Heleno traiu Bolsonaro e o abandonou

Ministro do Gabinete de Segurança Institucional, Augusto Heleno, em Brasília 04/03/2020 (Foto: REUTERS/Adriano Machado)

“Quis o destino que o general Augusto Heleno traísse Jair Bolsonaro e ajudasse a piorar sensivelmente a situação do capitão a quem jurou lealdade eterna”, aponta o editor do DCM

O jornalista Kiko Nogueira, editor do DCM, avalia que o general Augusto Heleno traiu Jair Bolsonaro ao dizer à Polícia Federal que ele jamais teve qualquer empecilho para mudar a sua segurança pessoal – o que, portanto, confirma a tese de que a fita da reunião ministerial de 22 de abril comprova que o presidente pretendia mesmo interferir na Polícia Federal, conforme denunciou o ex-ministro Sergio Moro.

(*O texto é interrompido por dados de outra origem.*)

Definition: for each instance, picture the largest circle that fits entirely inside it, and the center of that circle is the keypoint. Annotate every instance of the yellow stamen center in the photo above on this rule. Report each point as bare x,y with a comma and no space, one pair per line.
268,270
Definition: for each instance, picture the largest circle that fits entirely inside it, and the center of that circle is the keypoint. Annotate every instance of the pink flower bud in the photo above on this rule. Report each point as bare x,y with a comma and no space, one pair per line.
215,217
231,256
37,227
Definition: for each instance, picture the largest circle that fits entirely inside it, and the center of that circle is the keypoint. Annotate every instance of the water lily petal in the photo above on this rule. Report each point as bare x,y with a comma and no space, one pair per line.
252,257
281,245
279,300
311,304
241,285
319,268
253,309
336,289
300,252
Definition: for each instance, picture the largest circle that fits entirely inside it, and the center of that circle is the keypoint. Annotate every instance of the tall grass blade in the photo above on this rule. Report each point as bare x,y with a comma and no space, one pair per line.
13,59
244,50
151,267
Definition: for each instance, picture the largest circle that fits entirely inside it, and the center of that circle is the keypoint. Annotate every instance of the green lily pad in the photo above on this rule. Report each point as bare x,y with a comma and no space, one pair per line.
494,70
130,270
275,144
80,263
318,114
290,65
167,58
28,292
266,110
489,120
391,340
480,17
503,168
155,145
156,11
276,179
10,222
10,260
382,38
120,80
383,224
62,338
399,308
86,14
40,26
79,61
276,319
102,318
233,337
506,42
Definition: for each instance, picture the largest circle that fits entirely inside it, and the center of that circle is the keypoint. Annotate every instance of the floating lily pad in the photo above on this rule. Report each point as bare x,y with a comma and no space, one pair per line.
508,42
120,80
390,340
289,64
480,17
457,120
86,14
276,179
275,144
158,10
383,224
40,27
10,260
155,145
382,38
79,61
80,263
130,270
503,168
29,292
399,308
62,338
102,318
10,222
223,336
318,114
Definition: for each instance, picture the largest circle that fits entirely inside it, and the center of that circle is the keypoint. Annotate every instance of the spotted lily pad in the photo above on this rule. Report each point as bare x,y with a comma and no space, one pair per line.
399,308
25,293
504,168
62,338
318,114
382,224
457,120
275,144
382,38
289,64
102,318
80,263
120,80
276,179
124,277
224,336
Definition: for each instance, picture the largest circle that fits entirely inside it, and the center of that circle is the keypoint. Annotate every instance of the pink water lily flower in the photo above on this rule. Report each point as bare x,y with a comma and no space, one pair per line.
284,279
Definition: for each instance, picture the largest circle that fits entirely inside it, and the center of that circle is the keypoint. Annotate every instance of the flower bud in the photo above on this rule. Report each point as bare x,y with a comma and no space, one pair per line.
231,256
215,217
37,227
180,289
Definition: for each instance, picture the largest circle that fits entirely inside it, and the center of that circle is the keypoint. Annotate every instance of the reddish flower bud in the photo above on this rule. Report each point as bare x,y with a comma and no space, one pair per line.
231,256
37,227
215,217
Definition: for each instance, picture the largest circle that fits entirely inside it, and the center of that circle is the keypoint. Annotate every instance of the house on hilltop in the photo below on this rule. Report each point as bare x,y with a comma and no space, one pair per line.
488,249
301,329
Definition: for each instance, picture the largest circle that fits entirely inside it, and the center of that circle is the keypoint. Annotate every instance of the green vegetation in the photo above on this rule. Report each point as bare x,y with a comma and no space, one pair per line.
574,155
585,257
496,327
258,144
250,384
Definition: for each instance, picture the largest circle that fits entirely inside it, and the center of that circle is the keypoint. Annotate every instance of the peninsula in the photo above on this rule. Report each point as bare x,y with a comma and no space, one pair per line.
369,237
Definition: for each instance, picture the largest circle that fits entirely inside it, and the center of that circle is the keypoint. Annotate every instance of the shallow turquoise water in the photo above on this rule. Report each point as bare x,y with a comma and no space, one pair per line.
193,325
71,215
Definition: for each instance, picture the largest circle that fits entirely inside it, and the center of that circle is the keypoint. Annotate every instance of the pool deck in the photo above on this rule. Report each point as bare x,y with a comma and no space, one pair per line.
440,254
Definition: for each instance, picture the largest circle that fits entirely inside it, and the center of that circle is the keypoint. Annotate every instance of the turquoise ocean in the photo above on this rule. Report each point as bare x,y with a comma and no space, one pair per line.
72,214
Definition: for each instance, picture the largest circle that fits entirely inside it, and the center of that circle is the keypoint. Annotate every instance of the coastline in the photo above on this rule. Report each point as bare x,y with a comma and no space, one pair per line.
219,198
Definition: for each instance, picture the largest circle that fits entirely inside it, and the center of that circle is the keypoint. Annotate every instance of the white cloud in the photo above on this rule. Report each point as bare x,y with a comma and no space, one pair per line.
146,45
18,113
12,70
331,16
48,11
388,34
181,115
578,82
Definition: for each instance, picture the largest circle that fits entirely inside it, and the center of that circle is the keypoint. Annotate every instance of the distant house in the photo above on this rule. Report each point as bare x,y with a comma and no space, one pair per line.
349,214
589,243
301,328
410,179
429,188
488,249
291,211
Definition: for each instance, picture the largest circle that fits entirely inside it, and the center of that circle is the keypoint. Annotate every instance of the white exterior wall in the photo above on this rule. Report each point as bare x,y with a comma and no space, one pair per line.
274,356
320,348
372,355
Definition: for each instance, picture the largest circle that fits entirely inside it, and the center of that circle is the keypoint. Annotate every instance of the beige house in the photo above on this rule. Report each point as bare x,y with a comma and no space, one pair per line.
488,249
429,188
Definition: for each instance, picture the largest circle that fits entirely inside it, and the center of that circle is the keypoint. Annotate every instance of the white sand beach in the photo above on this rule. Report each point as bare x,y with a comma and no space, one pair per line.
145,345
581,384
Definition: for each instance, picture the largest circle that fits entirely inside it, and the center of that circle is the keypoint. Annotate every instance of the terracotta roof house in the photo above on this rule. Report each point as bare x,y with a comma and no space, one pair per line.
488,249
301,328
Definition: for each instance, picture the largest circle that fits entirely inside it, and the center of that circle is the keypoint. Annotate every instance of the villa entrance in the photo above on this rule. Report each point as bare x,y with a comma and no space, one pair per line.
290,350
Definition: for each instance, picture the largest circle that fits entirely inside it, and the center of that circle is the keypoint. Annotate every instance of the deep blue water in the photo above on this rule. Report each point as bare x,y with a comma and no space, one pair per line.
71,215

“Quis o destino que o general Augusto Heleno traísse Jair Bolsonaro e ajudasse a piorar sensivelmente a situação do capitão a quem jurou lealdade eterna. O ministro do Gabinete de Segurança Institucional contou à Polícia Federal que o presidente nunca teve ‘óbices ou embaraços’ para nomear e trocar nomes da equipe de sua segurança pessoal no Rio de Janeiro ou em outro local”, diz Kiko Nogueira, em artigo no DCM.

“Desta maneira, Heleno contradiz o líder. Ele alegou que, na fatídica reunião do dia 22 de abril, gravada em vídeo, falava das dificuldades na troca de sua segurança pessoal e não da tentativa de mudança no comando da PF do Rio de Janeiro”, aponta ainda o jornalista.